Reproducible Aanalysis and Reporting for QBA

Author

Koichiro Shiba

Published

January 2, 2025

Overview

This document demonstrates principles of reproducible and efficient data analysis, including using functions, automating repeated analysis via purrr, script-based tables and figures, and how to use Quarto to generate reproducible reports. We will focus on the summary-level exposure misclassification adjustment as a motivating example.

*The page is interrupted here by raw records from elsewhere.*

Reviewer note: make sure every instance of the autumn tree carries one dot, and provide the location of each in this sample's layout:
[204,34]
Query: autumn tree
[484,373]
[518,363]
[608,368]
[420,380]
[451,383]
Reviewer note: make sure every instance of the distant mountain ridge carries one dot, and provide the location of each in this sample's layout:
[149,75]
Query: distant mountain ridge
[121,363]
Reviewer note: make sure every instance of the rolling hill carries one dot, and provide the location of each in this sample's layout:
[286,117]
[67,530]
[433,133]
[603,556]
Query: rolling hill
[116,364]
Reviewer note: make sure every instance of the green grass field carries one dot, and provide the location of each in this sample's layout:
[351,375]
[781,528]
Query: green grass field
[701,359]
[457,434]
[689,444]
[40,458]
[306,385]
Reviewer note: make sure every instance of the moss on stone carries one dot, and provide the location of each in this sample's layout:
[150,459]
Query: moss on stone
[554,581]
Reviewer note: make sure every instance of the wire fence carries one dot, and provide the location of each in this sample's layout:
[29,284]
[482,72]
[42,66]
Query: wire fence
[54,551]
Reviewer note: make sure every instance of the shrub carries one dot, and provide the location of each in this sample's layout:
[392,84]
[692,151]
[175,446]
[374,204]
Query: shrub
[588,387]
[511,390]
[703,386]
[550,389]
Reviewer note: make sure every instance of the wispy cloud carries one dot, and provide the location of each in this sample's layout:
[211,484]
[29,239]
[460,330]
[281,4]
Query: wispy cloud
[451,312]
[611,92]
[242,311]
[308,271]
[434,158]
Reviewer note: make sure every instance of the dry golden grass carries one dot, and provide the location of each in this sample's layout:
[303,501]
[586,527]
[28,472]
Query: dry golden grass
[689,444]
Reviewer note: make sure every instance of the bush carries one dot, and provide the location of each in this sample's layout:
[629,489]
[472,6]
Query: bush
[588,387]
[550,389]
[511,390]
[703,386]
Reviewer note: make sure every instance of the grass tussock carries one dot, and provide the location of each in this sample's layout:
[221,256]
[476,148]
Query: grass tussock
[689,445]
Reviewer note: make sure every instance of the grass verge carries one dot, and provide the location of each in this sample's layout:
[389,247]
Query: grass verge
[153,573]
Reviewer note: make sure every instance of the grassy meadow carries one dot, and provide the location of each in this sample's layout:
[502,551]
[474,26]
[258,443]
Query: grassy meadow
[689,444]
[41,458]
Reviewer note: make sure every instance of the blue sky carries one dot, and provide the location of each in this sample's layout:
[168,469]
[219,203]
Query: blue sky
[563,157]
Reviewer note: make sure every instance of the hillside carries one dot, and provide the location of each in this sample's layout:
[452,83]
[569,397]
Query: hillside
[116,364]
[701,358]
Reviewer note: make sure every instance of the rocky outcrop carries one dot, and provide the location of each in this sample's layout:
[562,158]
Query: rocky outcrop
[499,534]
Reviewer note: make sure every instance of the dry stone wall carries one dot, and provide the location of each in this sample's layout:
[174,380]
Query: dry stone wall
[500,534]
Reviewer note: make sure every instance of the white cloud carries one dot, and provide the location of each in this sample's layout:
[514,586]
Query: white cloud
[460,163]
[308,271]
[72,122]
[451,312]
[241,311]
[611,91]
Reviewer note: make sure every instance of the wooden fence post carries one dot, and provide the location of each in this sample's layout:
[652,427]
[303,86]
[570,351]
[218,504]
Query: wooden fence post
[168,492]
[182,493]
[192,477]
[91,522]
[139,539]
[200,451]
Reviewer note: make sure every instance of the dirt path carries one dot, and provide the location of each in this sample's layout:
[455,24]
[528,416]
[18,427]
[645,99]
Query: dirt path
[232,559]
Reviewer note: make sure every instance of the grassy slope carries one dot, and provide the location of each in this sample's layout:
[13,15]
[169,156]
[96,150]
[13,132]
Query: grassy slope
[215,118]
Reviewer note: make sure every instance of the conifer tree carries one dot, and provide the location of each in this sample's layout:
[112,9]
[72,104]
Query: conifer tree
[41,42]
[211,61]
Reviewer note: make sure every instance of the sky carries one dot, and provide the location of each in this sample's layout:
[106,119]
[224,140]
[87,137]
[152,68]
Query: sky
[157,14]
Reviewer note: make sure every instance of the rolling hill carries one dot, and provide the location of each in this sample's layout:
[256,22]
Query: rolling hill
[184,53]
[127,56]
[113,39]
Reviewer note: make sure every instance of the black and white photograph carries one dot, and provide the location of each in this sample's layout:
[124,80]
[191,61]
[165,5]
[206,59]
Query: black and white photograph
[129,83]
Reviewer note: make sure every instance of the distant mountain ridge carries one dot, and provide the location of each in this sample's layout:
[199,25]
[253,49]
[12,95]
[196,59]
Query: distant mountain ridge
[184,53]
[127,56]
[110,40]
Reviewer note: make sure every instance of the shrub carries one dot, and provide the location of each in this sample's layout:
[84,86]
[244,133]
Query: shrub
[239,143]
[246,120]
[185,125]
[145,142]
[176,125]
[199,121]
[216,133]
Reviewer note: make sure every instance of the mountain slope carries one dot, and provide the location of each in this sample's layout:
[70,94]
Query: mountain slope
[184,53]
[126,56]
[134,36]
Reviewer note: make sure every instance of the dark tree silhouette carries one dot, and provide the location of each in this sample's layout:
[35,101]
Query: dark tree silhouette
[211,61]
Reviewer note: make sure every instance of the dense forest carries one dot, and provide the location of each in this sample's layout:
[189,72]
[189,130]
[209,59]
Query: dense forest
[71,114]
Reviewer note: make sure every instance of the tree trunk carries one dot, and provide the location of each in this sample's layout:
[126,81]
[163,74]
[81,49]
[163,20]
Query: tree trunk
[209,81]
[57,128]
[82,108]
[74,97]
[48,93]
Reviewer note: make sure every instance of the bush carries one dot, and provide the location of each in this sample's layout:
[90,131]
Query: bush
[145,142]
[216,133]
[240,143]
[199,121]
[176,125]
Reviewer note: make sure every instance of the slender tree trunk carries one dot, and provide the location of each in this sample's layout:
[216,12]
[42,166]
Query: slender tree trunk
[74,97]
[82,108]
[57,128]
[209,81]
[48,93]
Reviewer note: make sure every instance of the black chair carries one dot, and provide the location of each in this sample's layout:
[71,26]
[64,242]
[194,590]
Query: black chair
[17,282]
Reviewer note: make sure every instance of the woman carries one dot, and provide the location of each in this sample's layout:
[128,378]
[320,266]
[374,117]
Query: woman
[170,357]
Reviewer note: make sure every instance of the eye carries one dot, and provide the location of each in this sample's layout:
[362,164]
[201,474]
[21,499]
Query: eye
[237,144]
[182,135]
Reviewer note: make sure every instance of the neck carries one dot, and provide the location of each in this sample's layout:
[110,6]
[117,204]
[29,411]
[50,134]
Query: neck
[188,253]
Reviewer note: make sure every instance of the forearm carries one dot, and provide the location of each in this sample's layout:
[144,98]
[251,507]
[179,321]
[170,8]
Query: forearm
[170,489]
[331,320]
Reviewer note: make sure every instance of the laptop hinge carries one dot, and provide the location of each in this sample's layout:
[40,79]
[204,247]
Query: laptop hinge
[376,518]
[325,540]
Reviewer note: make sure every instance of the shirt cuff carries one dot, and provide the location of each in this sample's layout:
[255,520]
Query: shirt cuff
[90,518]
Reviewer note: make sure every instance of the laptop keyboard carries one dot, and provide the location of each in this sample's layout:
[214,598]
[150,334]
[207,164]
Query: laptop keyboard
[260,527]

Performing PBA with a single set of bias parameters

PBA is be done via Monte Carlo simulations where estimates are corrected using bias parameters drawn from probability distributions. If you know the underlying theory, you could implement this from scratch; however, it would require hundreds of lines of code every time you perform PBA.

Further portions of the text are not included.